The next morning, I decided to ring my parents to tell them about Cesar. They didn’t know. They didn’t remember him either until I reminded them. They didn’t care. They hadn’t cared about him in life, to them he was simply the local corner shop guy. Nothing special, nothing worthy of note. Just a forgettable face in the forgettable history of a forgettable part of their lives. That was it, there was nothing more for me to do. I didn’t know if Cesar had anyone else but me to mourn him. I doubted it. He had never had any other children other than ‘the kid’. The death notice had been simple, an announcement of his death, no ‘mourned by…’ section, just: ‘The death has occurred of Cesar Almeida, late of 86th St. Brooklyn, at his home.’ That was all his life had run to, a single line in the death notices of a local broadsheet. 

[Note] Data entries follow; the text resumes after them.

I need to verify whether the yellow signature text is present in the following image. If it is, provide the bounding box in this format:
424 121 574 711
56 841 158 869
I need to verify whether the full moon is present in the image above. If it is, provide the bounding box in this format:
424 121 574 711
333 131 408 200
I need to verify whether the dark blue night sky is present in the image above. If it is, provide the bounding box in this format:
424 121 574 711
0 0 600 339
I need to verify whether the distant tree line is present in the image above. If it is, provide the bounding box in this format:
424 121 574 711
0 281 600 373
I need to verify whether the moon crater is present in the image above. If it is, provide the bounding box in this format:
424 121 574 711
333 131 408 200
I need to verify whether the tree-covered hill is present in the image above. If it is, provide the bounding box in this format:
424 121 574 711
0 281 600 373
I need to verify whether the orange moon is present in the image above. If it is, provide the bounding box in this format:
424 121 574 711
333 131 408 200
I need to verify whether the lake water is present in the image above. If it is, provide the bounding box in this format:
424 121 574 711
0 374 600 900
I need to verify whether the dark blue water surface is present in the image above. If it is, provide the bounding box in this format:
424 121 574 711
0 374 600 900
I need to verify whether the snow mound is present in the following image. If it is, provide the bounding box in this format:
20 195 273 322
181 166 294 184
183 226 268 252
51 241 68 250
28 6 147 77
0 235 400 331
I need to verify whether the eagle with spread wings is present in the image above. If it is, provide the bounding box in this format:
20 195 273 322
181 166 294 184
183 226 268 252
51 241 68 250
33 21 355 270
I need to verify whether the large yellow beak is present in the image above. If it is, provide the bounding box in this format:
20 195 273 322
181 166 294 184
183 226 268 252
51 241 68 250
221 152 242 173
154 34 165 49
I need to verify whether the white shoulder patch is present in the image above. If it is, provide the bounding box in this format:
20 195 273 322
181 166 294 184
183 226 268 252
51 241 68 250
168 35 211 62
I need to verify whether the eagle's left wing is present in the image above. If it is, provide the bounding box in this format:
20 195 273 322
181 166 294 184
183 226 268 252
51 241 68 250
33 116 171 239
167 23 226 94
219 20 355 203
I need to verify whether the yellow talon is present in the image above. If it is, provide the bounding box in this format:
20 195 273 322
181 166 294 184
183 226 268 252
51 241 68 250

I spent the morning on the phone trying to find out where the funeral would be, it was going to be held in St Anne and The Holy Trinity Church in Brooklyn Heights. The church was empty but for the coffin, the priest, an altar boy and me. I sat at the back. The soft musty air of the church morphed the distance between myself and the dead into something solid and hard, but I couldn’t bring myself to move any closer. It was a closed coffin and I was glad. I don’t think I could have bared to see what the ravages of time had done to an already ruined man.

At the end of the mass I got up, knelt and blessed myself and turned to leave. “Wait!” the priest called out after me from the pulpit, he made his way down to me, his vestments flapping wildly as he quickened his pace, “Did you know him well?” he asked me. “I used to Father,” I said, “a long time ago, I used to know him.” “It’s so sad isn’t it?” The priests’ voice was unguent and laden with sadness, “How the elderly are so often forgotten, his wife died a few years ago and there really was no one else in his life. 

The funeral was arranged by a nephew who I have never even met, we just spoke over the phone. Cesar came here every Sunday, but I never saw him talking to any of the other parishioners. Oddly enough he always used to sit exactly where you were just sitting.” He said this with a smile and placed his hand over my hand and said, “How exactly did you know him?” I looked long and hard into his eyes, and through a thickness in my throat; “My hero”, I said, “he was my hero.”

I turned on my heels and walked out onto the street. The crisp midday breeze slicing through the dull grey glare. I walked slowly back towards my apartment. The hustle and flow of the city swallowed me whole, and the cold began biting in stinging circles around my eyes, through a different mid-November air.